My life is love. just the word isn't right. i would love to let the love free just i am not sure if it had grown the wings strong enough. my life is a bird. my life is a land
there is such a deep ocean of love washing my shores. every time taking something in and rarely leaving something behind. there are almost no washed out sticks of passion, there are no stones of desire, there are no pieces of amber reminding the victory and the hope. i heard someone say "if you are lucky you will never fall in love again". i haven't heard anyone being lucky
in few decades you learn how to accept it- just like a fact that your tea got cold. unavoidable. but it takes more than just a time to give up. and i am not sure if i have what it takes.
it resembles a bit of a dream that repeats itself for years and years, and every time you don't get too far from the previous episode. i feel how the curiosity to dream it again overrules me and after short bargaining session takes all of my balance and leaves me with despair. leaves me with those weak wings to be blasted by the winds above the grey and powerful ocean. of unknown, of love. leaves me alone with unavoidable destiny.
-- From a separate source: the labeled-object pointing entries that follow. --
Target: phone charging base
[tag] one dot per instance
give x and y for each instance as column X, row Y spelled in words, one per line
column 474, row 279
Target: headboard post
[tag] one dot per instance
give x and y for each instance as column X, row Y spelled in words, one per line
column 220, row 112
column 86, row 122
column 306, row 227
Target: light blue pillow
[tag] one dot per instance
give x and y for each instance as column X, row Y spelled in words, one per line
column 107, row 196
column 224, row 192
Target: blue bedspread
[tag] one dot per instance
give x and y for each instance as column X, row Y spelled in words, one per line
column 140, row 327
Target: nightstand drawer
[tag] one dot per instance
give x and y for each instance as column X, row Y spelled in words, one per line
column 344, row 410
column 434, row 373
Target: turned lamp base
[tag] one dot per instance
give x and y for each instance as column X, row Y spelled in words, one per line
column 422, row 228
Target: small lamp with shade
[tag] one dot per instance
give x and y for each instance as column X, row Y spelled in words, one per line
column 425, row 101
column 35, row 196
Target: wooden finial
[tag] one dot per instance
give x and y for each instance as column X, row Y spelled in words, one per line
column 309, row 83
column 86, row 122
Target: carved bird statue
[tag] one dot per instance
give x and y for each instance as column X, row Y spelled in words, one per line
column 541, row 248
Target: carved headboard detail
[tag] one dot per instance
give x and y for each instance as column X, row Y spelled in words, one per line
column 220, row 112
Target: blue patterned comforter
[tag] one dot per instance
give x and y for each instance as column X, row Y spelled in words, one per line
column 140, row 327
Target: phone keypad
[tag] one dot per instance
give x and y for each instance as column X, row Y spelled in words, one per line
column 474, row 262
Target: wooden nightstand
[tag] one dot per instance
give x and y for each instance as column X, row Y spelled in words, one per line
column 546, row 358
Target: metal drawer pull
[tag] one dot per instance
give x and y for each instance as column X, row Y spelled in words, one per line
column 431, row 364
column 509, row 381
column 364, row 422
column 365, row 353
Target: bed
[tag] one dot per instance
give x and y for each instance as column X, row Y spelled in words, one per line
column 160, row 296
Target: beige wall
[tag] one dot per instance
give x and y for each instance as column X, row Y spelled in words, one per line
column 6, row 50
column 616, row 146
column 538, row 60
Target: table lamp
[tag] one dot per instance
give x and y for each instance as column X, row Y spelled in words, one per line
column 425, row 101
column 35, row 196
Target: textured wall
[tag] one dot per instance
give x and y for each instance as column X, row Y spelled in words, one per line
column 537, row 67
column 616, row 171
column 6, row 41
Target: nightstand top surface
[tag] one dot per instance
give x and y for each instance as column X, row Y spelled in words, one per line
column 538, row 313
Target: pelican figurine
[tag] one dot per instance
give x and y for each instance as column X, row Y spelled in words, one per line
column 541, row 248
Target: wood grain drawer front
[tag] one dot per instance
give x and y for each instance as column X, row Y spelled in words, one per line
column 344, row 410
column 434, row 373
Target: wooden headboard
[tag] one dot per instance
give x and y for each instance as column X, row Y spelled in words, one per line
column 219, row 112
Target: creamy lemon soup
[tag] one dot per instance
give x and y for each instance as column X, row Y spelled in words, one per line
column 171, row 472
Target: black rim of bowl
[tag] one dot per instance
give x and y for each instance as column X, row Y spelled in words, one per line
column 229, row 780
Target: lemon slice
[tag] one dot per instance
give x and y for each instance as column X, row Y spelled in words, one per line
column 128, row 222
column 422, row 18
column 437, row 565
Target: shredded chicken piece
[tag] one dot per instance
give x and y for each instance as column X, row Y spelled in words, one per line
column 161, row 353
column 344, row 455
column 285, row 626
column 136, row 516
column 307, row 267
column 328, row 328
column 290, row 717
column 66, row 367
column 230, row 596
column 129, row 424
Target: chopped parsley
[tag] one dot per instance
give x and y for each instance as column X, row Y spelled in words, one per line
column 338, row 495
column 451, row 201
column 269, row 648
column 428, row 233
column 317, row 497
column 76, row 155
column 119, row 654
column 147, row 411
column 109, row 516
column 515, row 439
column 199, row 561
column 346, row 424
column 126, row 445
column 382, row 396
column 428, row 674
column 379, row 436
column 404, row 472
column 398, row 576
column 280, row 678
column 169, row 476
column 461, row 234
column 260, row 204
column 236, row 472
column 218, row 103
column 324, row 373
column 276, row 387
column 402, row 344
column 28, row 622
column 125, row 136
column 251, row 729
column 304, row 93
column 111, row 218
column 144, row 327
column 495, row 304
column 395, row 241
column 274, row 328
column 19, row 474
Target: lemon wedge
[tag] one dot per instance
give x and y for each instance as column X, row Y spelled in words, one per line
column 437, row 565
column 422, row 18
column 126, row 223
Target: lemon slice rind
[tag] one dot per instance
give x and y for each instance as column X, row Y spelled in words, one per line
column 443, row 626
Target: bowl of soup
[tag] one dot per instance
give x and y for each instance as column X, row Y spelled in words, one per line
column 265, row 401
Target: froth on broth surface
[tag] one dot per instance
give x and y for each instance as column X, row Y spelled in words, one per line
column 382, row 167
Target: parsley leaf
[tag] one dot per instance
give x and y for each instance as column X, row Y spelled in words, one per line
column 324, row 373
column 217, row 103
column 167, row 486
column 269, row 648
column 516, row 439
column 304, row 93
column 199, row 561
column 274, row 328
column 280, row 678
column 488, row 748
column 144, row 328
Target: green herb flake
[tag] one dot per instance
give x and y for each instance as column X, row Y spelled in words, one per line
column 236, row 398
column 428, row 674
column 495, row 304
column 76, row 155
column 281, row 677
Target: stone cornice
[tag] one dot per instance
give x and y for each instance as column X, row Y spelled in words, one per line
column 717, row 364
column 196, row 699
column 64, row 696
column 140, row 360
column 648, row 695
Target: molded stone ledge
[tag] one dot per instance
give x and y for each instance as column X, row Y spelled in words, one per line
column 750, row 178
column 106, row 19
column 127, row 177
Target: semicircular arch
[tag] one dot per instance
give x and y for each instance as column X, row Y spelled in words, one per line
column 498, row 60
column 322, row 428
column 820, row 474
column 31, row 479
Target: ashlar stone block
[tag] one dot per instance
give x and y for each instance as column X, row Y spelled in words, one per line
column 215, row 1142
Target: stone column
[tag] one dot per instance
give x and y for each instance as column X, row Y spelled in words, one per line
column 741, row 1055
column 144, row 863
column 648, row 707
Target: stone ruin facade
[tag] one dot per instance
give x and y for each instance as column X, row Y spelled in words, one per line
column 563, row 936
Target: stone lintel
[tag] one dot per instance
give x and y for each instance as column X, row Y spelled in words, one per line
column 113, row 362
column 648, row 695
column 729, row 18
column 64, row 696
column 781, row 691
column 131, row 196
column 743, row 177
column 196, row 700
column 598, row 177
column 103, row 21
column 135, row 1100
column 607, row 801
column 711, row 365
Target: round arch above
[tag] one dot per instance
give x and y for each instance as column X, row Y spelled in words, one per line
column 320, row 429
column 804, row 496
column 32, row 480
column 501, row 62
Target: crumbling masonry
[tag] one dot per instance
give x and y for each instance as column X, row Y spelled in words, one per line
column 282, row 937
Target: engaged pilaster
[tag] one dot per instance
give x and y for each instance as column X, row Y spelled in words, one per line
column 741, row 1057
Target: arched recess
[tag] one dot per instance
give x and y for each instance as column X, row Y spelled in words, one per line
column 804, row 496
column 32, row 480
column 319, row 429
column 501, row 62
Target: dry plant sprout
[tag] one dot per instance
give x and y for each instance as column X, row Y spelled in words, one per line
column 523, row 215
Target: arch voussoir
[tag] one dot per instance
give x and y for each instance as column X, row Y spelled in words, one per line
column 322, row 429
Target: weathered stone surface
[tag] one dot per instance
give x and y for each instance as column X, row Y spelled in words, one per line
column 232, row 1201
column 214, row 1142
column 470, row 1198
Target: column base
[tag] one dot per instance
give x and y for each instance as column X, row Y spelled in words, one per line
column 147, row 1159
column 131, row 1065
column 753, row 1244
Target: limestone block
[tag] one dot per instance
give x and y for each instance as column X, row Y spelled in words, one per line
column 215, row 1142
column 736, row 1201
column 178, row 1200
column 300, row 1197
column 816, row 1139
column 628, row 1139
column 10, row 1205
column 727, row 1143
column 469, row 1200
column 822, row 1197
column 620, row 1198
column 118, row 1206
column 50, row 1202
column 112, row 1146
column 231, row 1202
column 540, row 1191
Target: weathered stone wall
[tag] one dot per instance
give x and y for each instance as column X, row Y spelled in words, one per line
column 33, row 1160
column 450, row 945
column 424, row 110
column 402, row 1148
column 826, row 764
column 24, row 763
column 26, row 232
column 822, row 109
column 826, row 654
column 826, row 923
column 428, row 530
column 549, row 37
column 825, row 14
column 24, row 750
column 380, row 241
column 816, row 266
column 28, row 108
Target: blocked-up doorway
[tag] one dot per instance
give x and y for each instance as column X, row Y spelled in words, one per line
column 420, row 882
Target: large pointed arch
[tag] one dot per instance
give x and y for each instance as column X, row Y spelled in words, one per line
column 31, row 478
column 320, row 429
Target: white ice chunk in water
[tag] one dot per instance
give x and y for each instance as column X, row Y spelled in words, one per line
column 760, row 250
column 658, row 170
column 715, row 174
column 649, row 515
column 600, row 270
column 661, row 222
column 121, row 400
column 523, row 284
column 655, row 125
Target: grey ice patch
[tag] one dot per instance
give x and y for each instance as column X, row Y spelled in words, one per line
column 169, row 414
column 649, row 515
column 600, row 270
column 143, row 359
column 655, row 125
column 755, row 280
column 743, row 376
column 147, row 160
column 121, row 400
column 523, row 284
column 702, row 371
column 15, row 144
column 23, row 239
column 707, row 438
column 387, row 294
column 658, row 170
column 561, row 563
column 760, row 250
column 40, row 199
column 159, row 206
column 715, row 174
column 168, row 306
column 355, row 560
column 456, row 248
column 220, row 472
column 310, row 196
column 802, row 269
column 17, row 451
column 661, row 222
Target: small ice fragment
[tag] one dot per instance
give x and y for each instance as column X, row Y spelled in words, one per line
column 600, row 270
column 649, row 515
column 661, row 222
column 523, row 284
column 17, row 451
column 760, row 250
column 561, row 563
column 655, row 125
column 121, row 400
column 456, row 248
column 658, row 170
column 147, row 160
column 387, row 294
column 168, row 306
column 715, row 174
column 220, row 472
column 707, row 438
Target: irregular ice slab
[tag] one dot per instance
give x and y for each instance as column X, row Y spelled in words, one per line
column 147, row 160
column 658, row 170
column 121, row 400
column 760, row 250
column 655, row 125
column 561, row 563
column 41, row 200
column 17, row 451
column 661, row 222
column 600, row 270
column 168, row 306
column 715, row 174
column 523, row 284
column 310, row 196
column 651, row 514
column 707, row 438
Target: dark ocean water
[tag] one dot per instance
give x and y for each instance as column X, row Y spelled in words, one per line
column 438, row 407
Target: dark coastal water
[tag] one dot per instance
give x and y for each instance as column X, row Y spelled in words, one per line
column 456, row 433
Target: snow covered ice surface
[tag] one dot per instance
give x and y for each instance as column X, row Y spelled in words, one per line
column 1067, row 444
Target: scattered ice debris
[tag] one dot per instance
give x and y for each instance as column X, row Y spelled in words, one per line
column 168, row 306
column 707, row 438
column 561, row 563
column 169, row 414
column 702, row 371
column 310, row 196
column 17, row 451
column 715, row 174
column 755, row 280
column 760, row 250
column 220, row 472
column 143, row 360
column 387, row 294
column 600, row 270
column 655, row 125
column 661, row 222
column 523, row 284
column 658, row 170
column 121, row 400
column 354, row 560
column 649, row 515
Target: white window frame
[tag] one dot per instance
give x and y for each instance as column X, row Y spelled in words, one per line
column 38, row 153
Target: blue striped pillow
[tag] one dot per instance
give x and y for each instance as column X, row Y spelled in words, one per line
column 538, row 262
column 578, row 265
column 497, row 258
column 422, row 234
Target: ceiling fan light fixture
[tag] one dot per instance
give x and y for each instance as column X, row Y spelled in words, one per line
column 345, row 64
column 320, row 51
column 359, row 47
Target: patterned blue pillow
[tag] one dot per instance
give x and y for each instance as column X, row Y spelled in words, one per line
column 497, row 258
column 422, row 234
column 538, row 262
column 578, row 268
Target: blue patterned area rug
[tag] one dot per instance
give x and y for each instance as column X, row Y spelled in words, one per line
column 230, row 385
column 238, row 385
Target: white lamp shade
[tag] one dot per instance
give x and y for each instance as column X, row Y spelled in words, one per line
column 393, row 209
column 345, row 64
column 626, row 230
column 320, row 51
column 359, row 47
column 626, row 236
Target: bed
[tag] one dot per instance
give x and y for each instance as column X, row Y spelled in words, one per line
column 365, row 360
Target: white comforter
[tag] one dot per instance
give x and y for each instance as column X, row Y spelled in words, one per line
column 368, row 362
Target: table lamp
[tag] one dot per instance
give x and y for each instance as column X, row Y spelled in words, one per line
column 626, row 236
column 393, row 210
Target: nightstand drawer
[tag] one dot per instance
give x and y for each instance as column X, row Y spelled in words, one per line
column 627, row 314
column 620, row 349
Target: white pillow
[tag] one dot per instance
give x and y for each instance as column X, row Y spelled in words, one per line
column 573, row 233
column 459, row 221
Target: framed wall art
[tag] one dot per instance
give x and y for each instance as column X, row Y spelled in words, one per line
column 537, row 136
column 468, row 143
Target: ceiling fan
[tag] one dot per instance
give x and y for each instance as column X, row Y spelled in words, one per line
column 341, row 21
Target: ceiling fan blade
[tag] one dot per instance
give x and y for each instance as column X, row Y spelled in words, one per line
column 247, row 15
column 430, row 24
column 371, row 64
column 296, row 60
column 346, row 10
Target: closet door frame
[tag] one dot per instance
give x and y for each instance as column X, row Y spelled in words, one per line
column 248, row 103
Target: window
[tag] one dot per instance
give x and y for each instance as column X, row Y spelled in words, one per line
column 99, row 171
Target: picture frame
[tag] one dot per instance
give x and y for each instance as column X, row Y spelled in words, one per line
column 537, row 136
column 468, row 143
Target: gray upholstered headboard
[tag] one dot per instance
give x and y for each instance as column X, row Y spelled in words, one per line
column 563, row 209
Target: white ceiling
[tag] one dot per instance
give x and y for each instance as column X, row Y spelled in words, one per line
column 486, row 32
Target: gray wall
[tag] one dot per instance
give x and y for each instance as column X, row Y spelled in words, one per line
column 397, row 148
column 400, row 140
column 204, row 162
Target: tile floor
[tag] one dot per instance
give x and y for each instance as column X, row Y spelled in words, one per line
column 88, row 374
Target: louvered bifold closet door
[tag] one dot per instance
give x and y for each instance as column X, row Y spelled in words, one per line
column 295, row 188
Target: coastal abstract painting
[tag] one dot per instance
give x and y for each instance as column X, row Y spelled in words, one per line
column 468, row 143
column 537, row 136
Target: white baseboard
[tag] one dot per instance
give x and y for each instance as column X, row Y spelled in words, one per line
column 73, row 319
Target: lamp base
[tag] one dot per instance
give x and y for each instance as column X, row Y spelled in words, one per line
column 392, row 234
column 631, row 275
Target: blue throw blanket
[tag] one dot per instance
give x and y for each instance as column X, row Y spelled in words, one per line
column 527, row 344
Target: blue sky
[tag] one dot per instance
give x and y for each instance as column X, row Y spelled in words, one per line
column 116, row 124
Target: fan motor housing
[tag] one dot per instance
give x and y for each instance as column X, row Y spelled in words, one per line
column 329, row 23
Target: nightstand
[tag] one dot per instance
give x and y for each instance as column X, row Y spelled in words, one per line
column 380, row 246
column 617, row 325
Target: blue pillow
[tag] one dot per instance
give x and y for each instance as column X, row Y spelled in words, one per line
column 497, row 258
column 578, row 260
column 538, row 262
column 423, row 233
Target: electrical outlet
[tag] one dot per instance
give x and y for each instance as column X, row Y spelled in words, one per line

i feel that those last minutes to home are the most excruciating. my wings get sore, i lose my faith and fall. and it never hurts. the ocean and the sky turns up and down exchanging places and it feels like i have never stop fluttering my wings, like i kept on going. and i never stopped feeling. the painless moment is endless falling itself.
the endless course visited Robert Frost in June 1922 when he was up all night finishing his poem "New Hampshire" and has finally finished it when he realized that morning had come, he went for a walk and got the idea for "stopping by woods on a snowy evening" he wrote it about the snowy evening and the little horse as "if I'd had a hallucination" in just "a few minutes without strain"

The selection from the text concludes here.